日本企業は、このうちの失敗確率だけを低くしようと考えるそう。なので、確かにここだけ見ると安全なようにみえるのですが、失敗確率が低いと判断したら、一気に巨額の資金を投じて勝負に出てしまうということになります。これが、東芝やシャープの例で、一発の失敗で即会社の存亡に関わる大問題となってしまうのです。
●失敗してもいい!米国企業は小さな失敗をしながら大きな成功を探す
一方、米国企業は、投下金額を小さくすることで期待値をコントロールしようとします。ベンチャー投資が好例で、失敗する確率は高くても、少額なら経営を揺るがすような損失にはなりません。その中で成功が出てきたら、徐々に金額を増やしていくというやり方をします。
例えば、インターネットの登場で様々なビジネスが大きく変わり始めた時期に、グーグルは広告で、アマゾンは通販でそれぞれ最適な「立地」を押さえたことを三品教授は指摘。「揺籃期」なら市場規模はまだ小さいので、少額投資でも大きな存在感を示せます。その後、市場の成長に合わせて投資を増やしていけばよいというわけです。
早く失敗せよ(シリコンバレーの名言) ジョブズとニトリという成功例など、うちではよくやっているように、小さく失敗・早く失敗というのは、成功企業のキーワードなんですよ。日本企業はこういう小さな失敗にチャレンジしないので、「リスクテークが足りない」と批判されるわけです。
一方で、逆に絶対やってはいけない社運をかけた巨大プロジェクトをやってしまって、派手にコケてしまうということに。三品和広教授は、「日本企業が大きな特別損失を計上したケースを分析すると、勝ち目がない案件に自ら突っ込んでいる例が目立ちます」という言い方をしていました。なんか戦前の日本みたいですね。

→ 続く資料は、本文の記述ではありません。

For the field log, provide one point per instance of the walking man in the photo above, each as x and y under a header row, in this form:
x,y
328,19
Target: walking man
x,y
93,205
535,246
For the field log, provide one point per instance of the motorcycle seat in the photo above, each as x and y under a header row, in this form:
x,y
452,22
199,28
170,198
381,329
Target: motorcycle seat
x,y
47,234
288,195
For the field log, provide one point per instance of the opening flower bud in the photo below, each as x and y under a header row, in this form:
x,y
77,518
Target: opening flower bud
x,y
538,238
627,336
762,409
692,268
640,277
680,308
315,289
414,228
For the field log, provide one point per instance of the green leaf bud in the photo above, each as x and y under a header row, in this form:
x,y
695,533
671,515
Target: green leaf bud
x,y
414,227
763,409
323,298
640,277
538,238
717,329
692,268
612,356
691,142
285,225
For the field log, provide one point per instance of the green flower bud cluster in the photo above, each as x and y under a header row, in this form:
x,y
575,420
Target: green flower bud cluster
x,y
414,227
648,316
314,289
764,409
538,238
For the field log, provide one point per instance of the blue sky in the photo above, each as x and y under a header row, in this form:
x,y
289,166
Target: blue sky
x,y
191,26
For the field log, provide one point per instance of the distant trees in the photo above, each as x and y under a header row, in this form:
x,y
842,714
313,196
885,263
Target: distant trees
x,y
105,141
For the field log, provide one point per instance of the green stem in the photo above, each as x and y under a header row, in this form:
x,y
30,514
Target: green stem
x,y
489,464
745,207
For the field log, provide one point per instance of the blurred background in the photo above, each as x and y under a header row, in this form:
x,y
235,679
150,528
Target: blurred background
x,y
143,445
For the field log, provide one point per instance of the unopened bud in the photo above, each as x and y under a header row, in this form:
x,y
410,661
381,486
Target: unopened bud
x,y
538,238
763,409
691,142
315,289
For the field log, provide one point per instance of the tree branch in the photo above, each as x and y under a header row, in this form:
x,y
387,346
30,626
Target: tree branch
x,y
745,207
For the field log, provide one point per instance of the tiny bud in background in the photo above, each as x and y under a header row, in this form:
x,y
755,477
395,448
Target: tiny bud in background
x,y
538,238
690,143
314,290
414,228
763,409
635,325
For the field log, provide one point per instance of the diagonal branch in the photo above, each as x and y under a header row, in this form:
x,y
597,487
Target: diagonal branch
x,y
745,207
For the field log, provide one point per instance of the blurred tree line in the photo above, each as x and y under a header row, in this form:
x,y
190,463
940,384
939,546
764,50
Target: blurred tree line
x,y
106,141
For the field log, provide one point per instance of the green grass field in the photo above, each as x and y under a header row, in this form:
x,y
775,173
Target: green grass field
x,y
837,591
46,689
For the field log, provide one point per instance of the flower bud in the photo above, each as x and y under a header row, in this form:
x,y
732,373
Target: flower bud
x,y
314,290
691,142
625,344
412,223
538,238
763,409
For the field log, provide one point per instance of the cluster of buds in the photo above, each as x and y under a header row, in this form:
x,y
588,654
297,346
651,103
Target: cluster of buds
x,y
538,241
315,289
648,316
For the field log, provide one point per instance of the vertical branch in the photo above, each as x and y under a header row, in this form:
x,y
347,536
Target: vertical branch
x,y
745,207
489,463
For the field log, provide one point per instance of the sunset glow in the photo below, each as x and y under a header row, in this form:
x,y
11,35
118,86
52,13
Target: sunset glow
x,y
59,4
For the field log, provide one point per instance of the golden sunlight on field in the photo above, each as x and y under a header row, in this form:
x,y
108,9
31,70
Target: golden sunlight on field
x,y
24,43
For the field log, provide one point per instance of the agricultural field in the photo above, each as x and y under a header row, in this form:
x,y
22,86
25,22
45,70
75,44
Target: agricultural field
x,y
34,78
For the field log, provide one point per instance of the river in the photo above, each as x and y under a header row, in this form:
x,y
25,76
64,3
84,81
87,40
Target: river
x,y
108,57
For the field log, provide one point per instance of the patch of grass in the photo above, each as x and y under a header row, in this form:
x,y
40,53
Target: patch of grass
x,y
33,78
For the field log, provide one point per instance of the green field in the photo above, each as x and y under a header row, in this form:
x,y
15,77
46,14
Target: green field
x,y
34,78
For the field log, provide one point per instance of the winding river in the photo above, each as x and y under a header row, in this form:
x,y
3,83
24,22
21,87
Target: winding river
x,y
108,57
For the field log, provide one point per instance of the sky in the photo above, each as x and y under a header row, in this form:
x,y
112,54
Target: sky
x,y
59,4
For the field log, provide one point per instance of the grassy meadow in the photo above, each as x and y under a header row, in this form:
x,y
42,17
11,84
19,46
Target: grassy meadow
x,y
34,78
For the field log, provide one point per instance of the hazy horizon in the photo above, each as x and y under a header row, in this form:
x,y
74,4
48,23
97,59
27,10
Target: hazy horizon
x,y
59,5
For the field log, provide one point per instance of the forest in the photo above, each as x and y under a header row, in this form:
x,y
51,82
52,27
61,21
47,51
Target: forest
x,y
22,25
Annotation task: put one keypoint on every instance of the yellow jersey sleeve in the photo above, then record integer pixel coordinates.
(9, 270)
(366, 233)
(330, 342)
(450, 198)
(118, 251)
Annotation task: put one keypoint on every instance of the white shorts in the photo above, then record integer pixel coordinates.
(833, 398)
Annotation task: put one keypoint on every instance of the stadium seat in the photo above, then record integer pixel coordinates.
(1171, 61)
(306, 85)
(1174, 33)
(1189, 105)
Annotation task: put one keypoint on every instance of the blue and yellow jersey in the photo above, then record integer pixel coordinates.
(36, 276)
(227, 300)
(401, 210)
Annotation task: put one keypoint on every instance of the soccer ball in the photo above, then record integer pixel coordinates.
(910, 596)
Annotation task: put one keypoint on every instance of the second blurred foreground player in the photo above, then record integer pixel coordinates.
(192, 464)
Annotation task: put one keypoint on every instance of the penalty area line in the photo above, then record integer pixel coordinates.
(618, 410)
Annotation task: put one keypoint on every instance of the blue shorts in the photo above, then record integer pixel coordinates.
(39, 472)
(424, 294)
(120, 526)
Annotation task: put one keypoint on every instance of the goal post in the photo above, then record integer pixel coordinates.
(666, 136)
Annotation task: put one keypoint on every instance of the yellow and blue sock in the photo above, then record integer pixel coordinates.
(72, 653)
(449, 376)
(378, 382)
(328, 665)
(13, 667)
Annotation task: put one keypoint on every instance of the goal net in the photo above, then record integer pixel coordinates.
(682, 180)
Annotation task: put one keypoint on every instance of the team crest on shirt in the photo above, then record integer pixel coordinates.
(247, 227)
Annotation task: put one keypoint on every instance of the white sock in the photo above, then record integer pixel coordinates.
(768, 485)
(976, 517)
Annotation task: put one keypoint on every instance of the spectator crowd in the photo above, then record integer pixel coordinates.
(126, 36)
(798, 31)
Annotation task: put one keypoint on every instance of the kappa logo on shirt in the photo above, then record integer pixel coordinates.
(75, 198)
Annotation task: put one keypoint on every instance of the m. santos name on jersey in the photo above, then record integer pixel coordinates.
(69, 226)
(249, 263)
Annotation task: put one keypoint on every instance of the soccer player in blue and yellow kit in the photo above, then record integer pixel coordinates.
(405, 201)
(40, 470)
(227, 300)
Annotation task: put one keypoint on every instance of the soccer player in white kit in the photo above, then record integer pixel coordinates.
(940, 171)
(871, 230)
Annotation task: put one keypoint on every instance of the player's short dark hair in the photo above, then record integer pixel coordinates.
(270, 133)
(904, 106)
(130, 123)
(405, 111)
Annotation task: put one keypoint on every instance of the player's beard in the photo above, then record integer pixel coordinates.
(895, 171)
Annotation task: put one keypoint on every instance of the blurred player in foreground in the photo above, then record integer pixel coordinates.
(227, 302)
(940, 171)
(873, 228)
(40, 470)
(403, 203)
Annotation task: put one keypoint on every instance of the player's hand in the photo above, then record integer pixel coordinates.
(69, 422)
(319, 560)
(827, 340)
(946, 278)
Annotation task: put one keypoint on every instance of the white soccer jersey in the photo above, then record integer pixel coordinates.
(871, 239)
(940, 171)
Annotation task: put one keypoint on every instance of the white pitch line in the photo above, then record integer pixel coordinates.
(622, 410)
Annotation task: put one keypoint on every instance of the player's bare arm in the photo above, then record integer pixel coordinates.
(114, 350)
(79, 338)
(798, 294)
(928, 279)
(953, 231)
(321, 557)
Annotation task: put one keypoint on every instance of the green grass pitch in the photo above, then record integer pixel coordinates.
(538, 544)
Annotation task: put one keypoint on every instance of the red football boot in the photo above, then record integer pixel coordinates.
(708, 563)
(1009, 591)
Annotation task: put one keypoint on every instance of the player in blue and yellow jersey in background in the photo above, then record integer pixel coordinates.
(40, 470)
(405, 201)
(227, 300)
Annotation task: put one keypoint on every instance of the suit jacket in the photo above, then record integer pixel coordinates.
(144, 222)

●日本企業は経験を重視しすぎ…経験を過大評価してリスク過小評価
先程出てきた「損失の期待値」が、「失敗する確率」と「投下金額」のかけ算であるのなら、日本企業のやり方でも良いように思えます。しかし、現実にはうまく行っていません。これは、そもそも失敗したら終わりの勝負をするという判断そのものが間違いであるためでしょう。
また、三品教授は、そもそもリスクの見積もりが甘すぎることを指摘。これは、日本企業が経験を重視しすぎることも背景にあるとも分析しています。例えば、米国の原発建設を管理しきれず債務超過に転落した東芝は、数十年間にわたって原子力ビジネスを手掛けてきたので、米国でも原発建設をこなせると思っていたわけです。
しかし、この考え方は抜けがあります。日本と米国では原発建設のやり方が異なることを全く考えていませんでした。シャープの場合も、「液晶を長年手掛けてきたので、テレビ事業なら何とかなると考えていた」とされており、単なる希望的観測に過ぎませんでした。
納入延期を繰り返している三菱重工業のMRJの場合、米ボーイングの下請けで経験を積んでいるし、防衛省向けの戦闘機も手掛けているから、航空機に関しては全くの素人ではないという自負があっただろうという指摘です。そういえば、三菱重工は、日本と海外で仕様などが違うのを考えなかったっていう、東芝のようなミスもやっていますね。豪華客船を作るので大赤字になっています。
(関連:
三菱重工の客船損失で見えた日本のものづくり崩壊 日本人には技能的に作れない豪華客船)
根拠のない自信や思い上がりで大失敗ってのは、日本人は謙虚というイメージともかけ離れたもので、なんかいろいろと嘘ばっかりだな…と感じてしまう話でした。